SINJAI, PUNGGAWANEWS – Ratusan anak usia sekolah di Kabupaten Sinjai selama ini tercatat dengan Nomor Induk Kependudukan yang tidak valid—bahkan sebagian belum memiliki identitas sama sekali. Masalah lama itu kini mulai dibenahi serius. Dinas Kependudukan dan Pencatatan Sipil (Disdukcapil) bersama Dinas Pendidikan (Disdik) Kabupaten Sinjai resmi menandatangani Perjanjian Kerja Sama tentang pemanfaatan dan sinkronisasi data kependudukan untuk kepentingan pendidikan, Rabu, 12 Agustus 2026.

Penandatanganan berlangsung di Aula Handayani Dinas Pendidikan Kabupaten Sinjai, dihadiri para kepala bidang, pejabat fungsional, serta operator data dari kedua instansi.
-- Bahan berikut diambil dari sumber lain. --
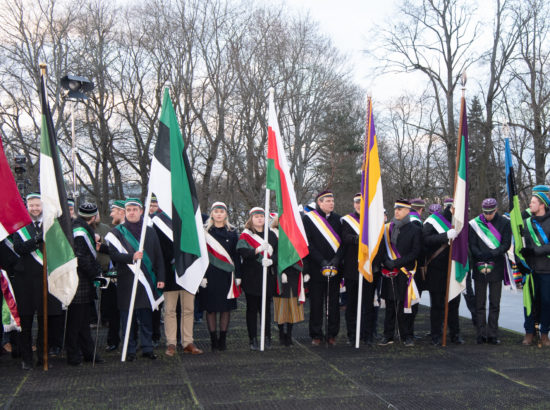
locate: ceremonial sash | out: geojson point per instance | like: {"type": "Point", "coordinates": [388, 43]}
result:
{"type": "Point", "coordinates": [325, 229]}
{"type": "Point", "coordinates": [352, 221]}
{"type": "Point", "coordinates": [10, 315]}
{"type": "Point", "coordinates": [154, 295]}
{"type": "Point", "coordinates": [492, 237]}
{"type": "Point", "coordinates": [530, 221]}
{"type": "Point", "coordinates": [26, 236]}
{"type": "Point", "coordinates": [438, 221]}
{"type": "Point", "coordinates": [218, 255]}
{"type": "Point", "coordinates": [414, 216]}
{"type": "Point", "coordinates": [254, 240]}
{"type": "Point", "coordinates": [393, 254]}
{"type": "Point", "coordinates": [83, 233]}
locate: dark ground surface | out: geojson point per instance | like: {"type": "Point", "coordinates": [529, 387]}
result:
{"type": "Point", "coordinates": [302, 376]}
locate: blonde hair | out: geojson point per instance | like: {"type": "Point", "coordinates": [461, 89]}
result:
{"type": "Point", "coordinates": [226, 223]}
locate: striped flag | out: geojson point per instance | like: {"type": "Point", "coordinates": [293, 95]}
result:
{"type": "Point", "coordinates": [172, 182]}
{"type": "Point", "coordinates": [371, 221]}
{"type": "Point", "coordinates": [13, 214]}
{"type": "Point", "coordinates": [58, 233]}
{"type": "Point", "coordinates": [293, 244]}
{"type": "Point", "coordinates": [460, 265]}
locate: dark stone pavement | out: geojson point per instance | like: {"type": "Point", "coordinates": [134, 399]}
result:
{"type": "Point", "coordinates": [300, 377]}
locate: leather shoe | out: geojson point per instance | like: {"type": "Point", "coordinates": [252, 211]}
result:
{"type": "Point", "coordinates": [149, 355]}
{"type": "Point", "coordinates": [192, 349]}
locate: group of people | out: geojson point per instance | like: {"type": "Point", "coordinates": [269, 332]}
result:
{"type": "Point", "coordinates": [412, 257]}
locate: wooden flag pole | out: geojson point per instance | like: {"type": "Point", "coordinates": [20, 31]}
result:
{"type": "Point", "coordinates": [43, 68]}
{"type": "Point", "coordinates": [449, 266]}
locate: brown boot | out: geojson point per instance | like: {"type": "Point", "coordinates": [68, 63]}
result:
{"type": "Point", "coordinates": [528, 339]}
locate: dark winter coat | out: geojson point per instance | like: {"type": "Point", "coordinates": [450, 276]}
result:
{"type": "Point", "coordinates": [320, 251]}
{"type": "Point", "coordinates": [252, 269]}
{"type": "Point", "coordinates": [28, 276]}
{"type": "Point", "coordinates": [482, 253]}
{"type": "Point", "coordinates": [88, 267]}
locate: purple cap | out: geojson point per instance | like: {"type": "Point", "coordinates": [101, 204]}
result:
{"type": "Point", "coordinates": [489, 204]}
{"type": "Point", "coordinates": [433, 208]}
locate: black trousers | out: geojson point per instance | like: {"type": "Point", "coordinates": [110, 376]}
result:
{"type": "Point", "coordinates": [368, 313]}
{"type": "Point", "coordinates": [317, 301]}
{"type": "Point", "coordinates": [437, 314]}
{"type": "Point", "coordinates": [404, 320]}
{"type": "Point", "coordinates": [25, 338]}
{"type": "Point", "coordinates": [487, 326]}
{"type": "Point", "coordinates": [79, 338]}
{"type": "Point", "coordinates": [253, 310]}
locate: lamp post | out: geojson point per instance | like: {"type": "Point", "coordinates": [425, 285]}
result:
{"type": "Point", "coordinates": [76, 88]}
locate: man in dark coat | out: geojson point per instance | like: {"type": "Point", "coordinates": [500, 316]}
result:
{"type": "Point", "coordinates": [124, 251]}
{"type": "Point", "coordinates": [489, 238]}
{"type": "Point", "coordinates": [437, 233]}
{"type": "Point", "coordinates": [79, 341]}
{"type": "Point", "coordinates": [350, 240]}
{"type": "Point", "coordinates": [537, 255]}
{"type": "Point", "coordinates": [28, 243]}
{"type": "Point", "coordinates": [323, 229]}
{"type": "Point", "coordinates": [399, 265]}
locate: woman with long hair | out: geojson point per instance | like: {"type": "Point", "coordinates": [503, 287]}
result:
{"type": "Point", "coordinates": [290, 296]}
{"type": "Point", "coordinates": [222, 279]}
{"type": "Point", "coordinates": [251, 247]}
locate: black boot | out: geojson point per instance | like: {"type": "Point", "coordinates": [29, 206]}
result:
{"type": "Point", "coordinates": [214, 340]}
{"type": "Point", "coordinates": [222, 342]}
{"type": "Point", "coordinates": [288, 334]}
{"type": "Point", "coordinates": [282, 336]}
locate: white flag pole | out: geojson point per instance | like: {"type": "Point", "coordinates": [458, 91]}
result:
{"type": "Point", "coordinates": [136, 268]}
{"type": "Point", "coordinates": [359, 304]}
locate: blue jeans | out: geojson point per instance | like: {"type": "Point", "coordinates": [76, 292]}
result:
{"type": "Point", "coordinates": [542, 292]}
{"type": "Point", "coordinates": [145, 318]}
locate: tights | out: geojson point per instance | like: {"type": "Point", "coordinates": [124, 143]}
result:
{"type": "Point", "coordinates": [211, 321]}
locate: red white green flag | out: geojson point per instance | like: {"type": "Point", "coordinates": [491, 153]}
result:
{"type": "Point", "coordinates": [293, 244]}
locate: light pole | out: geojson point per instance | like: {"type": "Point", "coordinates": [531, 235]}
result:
{"type": "Point", "coordinates": [76, 88]}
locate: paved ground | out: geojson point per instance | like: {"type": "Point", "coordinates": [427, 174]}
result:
{"type": "Point", "coordinates": [301, 377]}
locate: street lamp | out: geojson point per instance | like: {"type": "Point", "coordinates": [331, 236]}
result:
{"type": "Point", "coordinates": [76, 87]}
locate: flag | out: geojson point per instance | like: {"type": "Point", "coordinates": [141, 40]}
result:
{"type": "Point", "coordinates": [460, 265]}
{"type": "Point", "coordinates": [58, 232]}
{"type": "Point", "coordinates": [516, 220]}
{"type": "Point", "coordinates": [13, 214]}
{"type": "Point", "coordinates": [172, 182]}
{"type": "Point", "coordinates": [371, 221]}
{"type": "Point", "coordinates": [293, 244]}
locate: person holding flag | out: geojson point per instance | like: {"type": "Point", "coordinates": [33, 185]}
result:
{"type": "Point", "coordinates": [489, 239]}
{"type": "Point", "coordinates": [124, 251]}
{"type": "Point", "coordinates": [221, 283]}
{"type": "Point", "coordinates": [324, 229]}
{"type": "Point", "coordinates": [537, 254]}
{"type": "Point", "coordinates": [28, 243]}
{"type": "Point", "coordinates": [251, 247]}
{"type": "Point", "coordinates": [437, 232]}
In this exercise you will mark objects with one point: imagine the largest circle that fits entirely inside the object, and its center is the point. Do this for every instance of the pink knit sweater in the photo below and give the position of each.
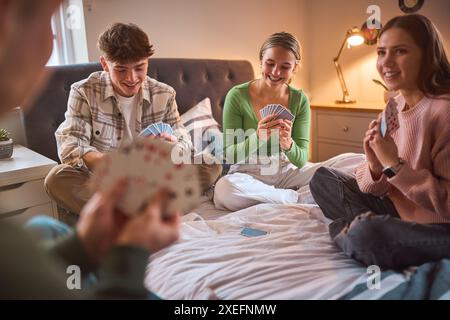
(420, 189)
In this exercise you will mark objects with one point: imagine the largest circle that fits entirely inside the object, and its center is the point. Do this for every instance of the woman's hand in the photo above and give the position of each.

Perjanjian ini ditandatangani langsung oleh Kepala Disdukcapil Sinjai, Andi Reza Amran, dan Kepala Dinas Pendidikan Sinjai, Irwan Suaib.

Kerja sama ini bukan sekadar formalitas administratif. Di baliknya ada persoalan nyata yang selama ini mengganjal: data anak usia sekolah dalam aplikasi Dapodik banyak yang bermasalah—NIK tidak valid, alamat tidak sesuai domisili terkini, hingga anak yang belum tercatat dalam sistem kependudukan negara sama sekali.

Kepala Disdukcapil Sinjai, Andi Reza Amran, menyebut kondisi ini sebagai ancaman serius terhadap akurasi data nasional. Menurutnya, ketidaksesuaian data bisa memunculkan residual data bahkan anomali yang berdampak pada kebijakan pemerintah.

“Selama ini kita menemukan data anak di Dapodik yang NIK-nya tidak valid, ada yang sudah pindah domisili tetapi masih tercatat, bahkan ada anak usia sekolah yang belum memiliki NIK dan KIA,” kata Andi Reza.